The patient missed several clinic appointments and was next seen 4 months later. At that time he appeared confused and repeatedly asked for psychiatric support. Compliance to topical or oral treatment could not be determined. On examination, the peripheral corneal melting had progressed circumferentially but the conjunctival and ciliary injection had improved. The patient refused hospitalization.

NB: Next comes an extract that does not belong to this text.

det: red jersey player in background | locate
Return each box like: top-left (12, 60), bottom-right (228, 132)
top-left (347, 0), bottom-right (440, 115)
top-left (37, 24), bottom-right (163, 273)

One month later, the patient came again to Accident and Emergency complaining of a recrudescence of red painful right eye. The patient reported that a botulinum toxin–induced ptosis had been performed on his right upper eyelid in another hospital, supposedly for an indolent corneal ulcer. He was not on any oral medications. His right visual acuity was hand motion. Circumferential PUK with moderate limbal inflammation was present; the central stromal cornea was diffusely hazy with deep stromal neovascularization temporally and nasally.
Owing to the patient’s lack of compliance, and for safety reasons, it was decided to use only topical treatment (dexamethasone and chloramphenicol).
Six months later the patient was reviewed in the clinic after missing repeated follow-up appointments. The right visual acuity was still hand motion. The patient was not on any topical or oral treatment. The right eye was now only mildly inflamed with 360 degrees of peripherally thinned cornea and a 4 × 4 mm central area of ulceration with stromal necrosis. The patient was started on topical dexamethasone and chloramphenicol. The option of a tectonic large-diameter lamellar keratoplasty combined with autologous limbal stem cell transplant and oral immunosuppressive treatment was discussed with the patient, but ultimately was not carried out owing to the patient’s loss to follow-up.